Last week these scouts were looking forward to cashing in on $600 to $800 of empty pop cans -- until they were stolen. Despite the disappointment the scouts turned out for Remembrance Day, and are pictured before the parade at the Royal Canadian Legion. From back left, Adam Leung, Grant Clarke and Mike Kalnay. Front front left, Lynden Dean-Maitland, Angus Martin, Logan Clarke and Quinn Levesque. - Charlotte Hilling/NNSL photo

The scouts were given the empties by BHP Billiton, which collects them from the mine and donates them every three months or so.

BHP Billiton "brought us back three giant bags of empties," said Mike Kalnay, commissioner for the NWT Scouts.

The empties were stored at the Folk on the Rocks site at Scouts House, and Kalnay said the bottles had been at the site for at least a month, "certainly long enough for someone to find out they were there."

The scouts were due to start the sorting process Nov. 7 but when some scouts went out to the site to get the heaters running the night before, they noticed the empties were gone.

"When we went to sort them out, they were gone," said Kalnay.

Nothing else from the building was taken and the thieves even left the large industrial bags the empties were delivered in.

"They repackaged these things," said Kalnay. "If they'd taken the big bags the guy at the bottle return would probably know who they were."

"But if they just take them in trash bags and keep it under $100, they can return them all. The perfect crime."

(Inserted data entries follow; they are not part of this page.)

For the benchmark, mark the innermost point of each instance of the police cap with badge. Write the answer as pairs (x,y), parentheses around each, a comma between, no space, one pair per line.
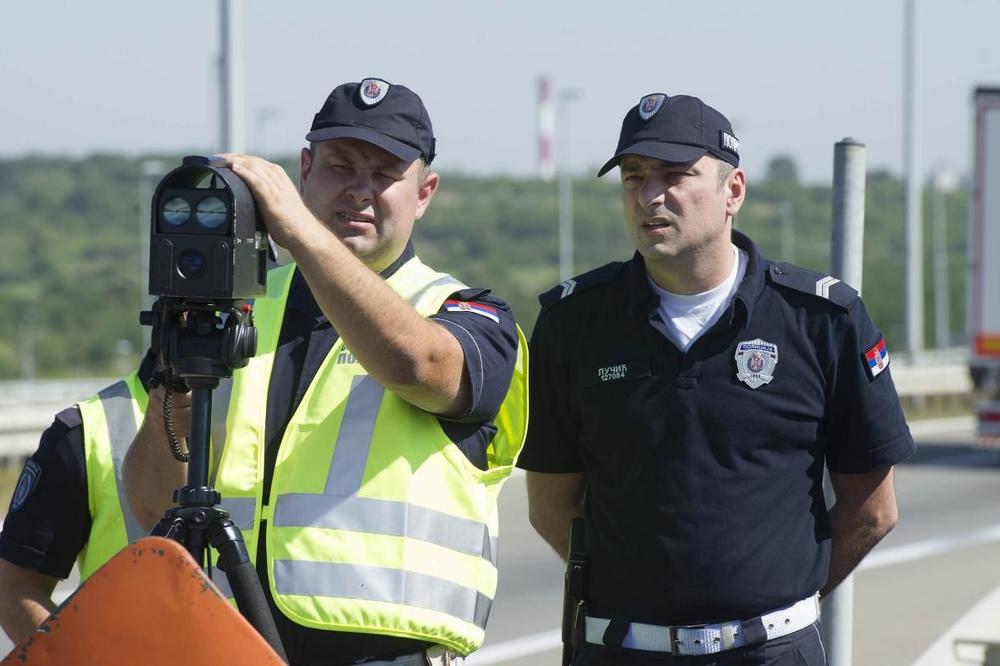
(677,129)
(390,116)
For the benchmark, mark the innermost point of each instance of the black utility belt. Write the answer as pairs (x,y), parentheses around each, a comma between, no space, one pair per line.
(705,638)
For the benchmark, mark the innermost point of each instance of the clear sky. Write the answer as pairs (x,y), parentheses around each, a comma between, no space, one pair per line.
(794,76)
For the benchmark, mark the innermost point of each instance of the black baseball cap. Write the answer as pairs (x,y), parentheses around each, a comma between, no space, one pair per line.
(677,129)
(387,115)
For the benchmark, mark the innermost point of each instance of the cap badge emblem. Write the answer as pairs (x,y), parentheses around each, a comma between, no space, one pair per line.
(373,91)
(755,362)
(650,104)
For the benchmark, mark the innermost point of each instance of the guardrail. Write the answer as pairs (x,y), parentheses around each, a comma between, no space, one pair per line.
(933,381)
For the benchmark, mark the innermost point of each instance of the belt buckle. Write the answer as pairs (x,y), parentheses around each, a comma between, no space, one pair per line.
(677,645)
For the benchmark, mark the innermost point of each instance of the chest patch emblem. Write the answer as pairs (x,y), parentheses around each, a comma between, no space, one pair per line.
(755,362)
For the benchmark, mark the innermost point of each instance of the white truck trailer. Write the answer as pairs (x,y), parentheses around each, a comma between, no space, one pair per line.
(984,254)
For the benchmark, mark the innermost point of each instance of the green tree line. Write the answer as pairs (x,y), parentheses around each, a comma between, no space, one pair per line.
(71,283)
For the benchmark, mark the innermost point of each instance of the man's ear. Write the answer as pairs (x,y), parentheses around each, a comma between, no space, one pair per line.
(736,190)
(426,192)
(305,164)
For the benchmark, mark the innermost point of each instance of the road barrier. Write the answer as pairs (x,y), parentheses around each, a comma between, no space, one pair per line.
(935,382)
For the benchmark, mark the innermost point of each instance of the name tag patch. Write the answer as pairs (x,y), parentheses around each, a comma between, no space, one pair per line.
(617,371)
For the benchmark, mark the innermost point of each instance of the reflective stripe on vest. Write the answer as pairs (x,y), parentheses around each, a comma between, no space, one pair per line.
(110,422)
(365,533)
(333,579)
(340,508)
(119,411)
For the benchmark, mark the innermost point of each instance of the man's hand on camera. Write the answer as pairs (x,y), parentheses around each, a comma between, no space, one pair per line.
(285,214)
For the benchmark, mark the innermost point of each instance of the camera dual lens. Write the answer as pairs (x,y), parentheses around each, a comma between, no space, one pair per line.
(209,213)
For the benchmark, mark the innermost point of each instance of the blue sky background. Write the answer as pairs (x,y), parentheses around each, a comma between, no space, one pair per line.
(793,76)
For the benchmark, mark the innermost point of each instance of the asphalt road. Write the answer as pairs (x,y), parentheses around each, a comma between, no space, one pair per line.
(937,563)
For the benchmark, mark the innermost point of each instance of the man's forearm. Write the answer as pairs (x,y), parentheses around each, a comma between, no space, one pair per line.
(26,600)
(850,543)
(554,500)
(864,513)
(553,526)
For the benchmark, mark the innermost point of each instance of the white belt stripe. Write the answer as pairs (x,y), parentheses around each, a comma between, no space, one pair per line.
(823,286)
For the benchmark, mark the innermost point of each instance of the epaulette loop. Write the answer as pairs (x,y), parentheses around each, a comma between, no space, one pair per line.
(575,285)
(816,284)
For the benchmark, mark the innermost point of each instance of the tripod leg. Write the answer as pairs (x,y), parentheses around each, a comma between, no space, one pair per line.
(226,538)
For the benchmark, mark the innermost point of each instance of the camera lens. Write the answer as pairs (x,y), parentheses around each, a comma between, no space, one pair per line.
(211,212)
(176,211)
(191,264)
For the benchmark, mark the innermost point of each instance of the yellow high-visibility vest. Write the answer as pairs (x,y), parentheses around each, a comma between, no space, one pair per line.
(376,522)
(110,421)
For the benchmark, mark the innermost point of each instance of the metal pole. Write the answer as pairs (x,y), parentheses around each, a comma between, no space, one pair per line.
(565,186)
(787,231)
(848,252)
(914,312)
(546,130)
(148,171)
(939,238)
(232,135)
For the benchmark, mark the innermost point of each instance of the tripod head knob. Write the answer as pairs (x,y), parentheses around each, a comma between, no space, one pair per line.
(200,496)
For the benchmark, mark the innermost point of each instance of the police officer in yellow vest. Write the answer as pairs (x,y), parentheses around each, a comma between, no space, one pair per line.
(69,502)
(368,439)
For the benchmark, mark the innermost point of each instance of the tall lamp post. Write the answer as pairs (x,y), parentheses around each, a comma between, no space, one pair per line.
(914,291)
(565,182)
(942,183)
(149,172)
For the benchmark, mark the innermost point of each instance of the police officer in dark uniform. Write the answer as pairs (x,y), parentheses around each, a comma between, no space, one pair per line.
(685,403)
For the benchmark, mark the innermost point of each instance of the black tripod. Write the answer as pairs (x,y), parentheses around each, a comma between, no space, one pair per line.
(200,349)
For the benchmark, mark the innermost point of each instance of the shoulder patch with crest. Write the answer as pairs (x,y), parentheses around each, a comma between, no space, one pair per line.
(580,283)
(25,484)
(876,358)
(811,282)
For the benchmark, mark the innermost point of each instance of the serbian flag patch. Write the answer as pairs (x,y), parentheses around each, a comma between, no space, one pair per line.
(474,307)
(877,358)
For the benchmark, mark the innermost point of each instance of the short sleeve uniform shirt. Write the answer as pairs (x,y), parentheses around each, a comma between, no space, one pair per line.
(704,469)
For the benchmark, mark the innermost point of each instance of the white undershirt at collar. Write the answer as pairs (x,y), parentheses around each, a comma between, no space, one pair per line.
(687,316)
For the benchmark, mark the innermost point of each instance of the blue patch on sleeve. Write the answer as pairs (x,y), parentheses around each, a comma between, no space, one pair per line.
(25,484)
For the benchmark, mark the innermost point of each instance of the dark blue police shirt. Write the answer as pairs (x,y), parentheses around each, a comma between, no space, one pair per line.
(48,531)
(704,496)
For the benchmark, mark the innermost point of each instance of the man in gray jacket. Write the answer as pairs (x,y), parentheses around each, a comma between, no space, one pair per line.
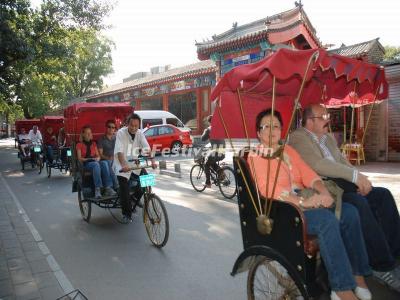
(379,215)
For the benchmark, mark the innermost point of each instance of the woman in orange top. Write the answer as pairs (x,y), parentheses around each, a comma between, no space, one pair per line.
(89,156)
(341,243)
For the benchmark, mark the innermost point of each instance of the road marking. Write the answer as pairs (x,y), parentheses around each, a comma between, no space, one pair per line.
(54,266)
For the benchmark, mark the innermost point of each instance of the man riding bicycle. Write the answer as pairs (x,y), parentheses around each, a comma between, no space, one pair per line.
(129,142)
(217,153)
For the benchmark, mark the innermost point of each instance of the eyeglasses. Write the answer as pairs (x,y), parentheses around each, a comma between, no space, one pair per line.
(266,126)
(324,117)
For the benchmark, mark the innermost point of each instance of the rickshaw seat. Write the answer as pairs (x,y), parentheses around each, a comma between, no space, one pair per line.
(309,242)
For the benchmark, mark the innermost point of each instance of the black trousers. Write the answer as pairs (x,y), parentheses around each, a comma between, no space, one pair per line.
(124,190)
(380,224)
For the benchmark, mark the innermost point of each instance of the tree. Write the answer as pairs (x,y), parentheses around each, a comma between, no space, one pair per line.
(392,52)
(51,54)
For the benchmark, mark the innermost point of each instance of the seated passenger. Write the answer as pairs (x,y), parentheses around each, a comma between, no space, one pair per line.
(23,141)
(379,216)
(35,137)
(106,146)
(88,155)
(341,242)
(50,143)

The theft will have a profound effect on Scouts activities for the next few months.

"We use the money to pay for camps for the kids and to pay for activities," said Kalnay. "We'll have to raise the money some other how."

The money also goes toward the large amount of wood needed to heat the scout camp but acquiring the fire wood may now fall to the kids.

"I don't know, maybe we're going to be chopping wood at camp instead of doing scout activities," he said.

The RCMP have been informed of the incident. In a media statement the RCMP said a window was broken to gain entry to the building, and officers are seeking assistance from the public to identify the people involved.